The spokesman, Mohammed Mohieh, told The Associated
Press the death toll from the American airstrikes rose to 25 on Monday and that
at least 51 militiamen were wounded, some of whom were in serious condition.
The militia would retaliate, he said but added that the group’s commanders
would decide on the form of retaliation.
“These forces must leave,” he said of U.S. troops in
Iraq, calling the latest attack a “crime” and a “massacre.”
The U.S. has maintained some 5,000 troops in Iraq at
the invitation of the Iraqi government, to help assist in the fight against the
Islamic State group.
An official with the Popular Mobilization Forces
said one of the American missiles struck a room where the fighters were taking
a nap in the afternoon, killing some of them in their sleep as the ceiling
collapsed.

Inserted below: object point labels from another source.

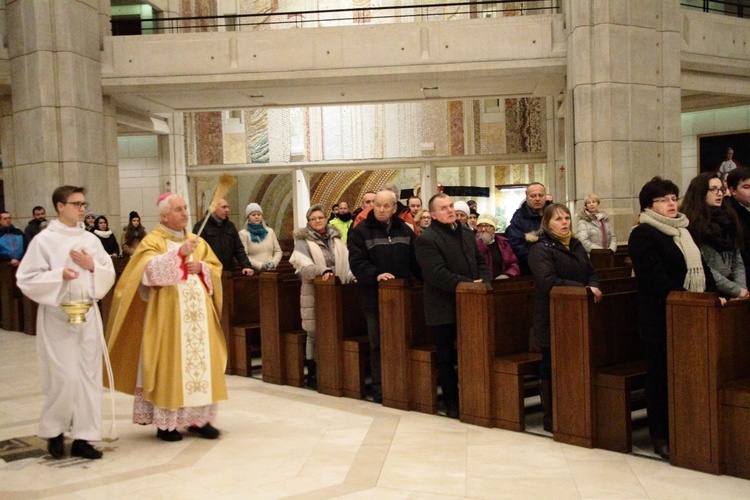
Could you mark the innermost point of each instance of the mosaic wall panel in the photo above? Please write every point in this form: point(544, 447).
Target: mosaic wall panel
point(526, 127)
point(256, 129)
point(234, 149)
point(197, 8)
point(209, 140)
point(396, 130)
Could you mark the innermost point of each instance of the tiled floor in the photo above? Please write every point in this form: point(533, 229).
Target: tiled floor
point(281, 442)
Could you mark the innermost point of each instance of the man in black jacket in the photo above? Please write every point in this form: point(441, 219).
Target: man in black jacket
point(222, 237)
point(380, 249)
point(448, 255)
point(738, 182)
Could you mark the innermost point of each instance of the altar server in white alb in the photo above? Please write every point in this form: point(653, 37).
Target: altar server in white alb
point(65, 262)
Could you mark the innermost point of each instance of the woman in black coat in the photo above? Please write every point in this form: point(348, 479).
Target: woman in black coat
point(665, 259)
point(556, 258)
point(109, 241)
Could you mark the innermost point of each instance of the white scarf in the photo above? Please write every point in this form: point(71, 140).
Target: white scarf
point(695, 278)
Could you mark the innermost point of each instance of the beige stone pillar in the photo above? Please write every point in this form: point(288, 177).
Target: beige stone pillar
point(60, 132)
point(624, 74)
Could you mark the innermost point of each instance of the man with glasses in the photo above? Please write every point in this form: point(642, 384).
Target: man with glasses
point(13, 242)
point(496, 250)
point(527, 219)
point(67, 263)
point(738, 182)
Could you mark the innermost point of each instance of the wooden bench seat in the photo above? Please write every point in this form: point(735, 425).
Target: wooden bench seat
point(407, 348)
point(708, 352)
point(616, 390)
point(597, 362)
point(283, 340)
point(341, 339)
point(423, 378)
point(494, 321)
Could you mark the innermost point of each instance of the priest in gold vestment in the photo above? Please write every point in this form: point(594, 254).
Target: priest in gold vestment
point(164, 337)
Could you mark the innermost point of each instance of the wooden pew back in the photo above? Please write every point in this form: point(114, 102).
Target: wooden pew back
point(282, 344)
point(341, 338)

The official, who spoke on condition of anonymity because he was not
authorized to talk to reporters, said U.S. forces have targeted Kataeb
Hezbollah in the past but offered no evidence to support his claims.
In Tehran, foreign ministry spokesman Abbas Mousavi
condemned the U.S. strikes against Kataeb Hezbollah as an “obvious case of
terrorism” and accused Washington of ignoring Iraq’s sovereignty.
Lebanon’s Iran-backed Hezbollah also blasted the
“brutal American aggression,” saying those who took the decision to carry out
the attack “will soon discover how stupid this criminal decision was.”
Kataeb Hezbollah is led by Abu Mahdi al-Muhandis,
one of Iraq’s most powerful men. He once battled U.S. troops and is now the
deputy head of the Popular Mobilization Forces. In 2009, the State Department
linked him to the elite Quds Force of Iran’s Revolutionary Guard, designated a
foreign terrorist organization by President Donald Trump earlier this year.
The attack that killed the American contractor and
U.S. counter-strikes come as months of political turmoil roil Iraq. About 500
people have died in anti-government protests, most of them demonstrators killed
by Iraqi security forces.
The mass uprisings prompted the resignation last
month of Prime Minister Adel Abdul-Mahdi, who remains in a caretaker capacity.
In a statement, Abdul-Mahdi said Esper had called
him about a half-hour before the U.S. strikes on Sunday to tell him of U.S.
intentions to hit bases of the militia suspected of being behind Friday’s
rocket attack. Abdul-Mahdi said he asked Esper to call off the U.S. plan.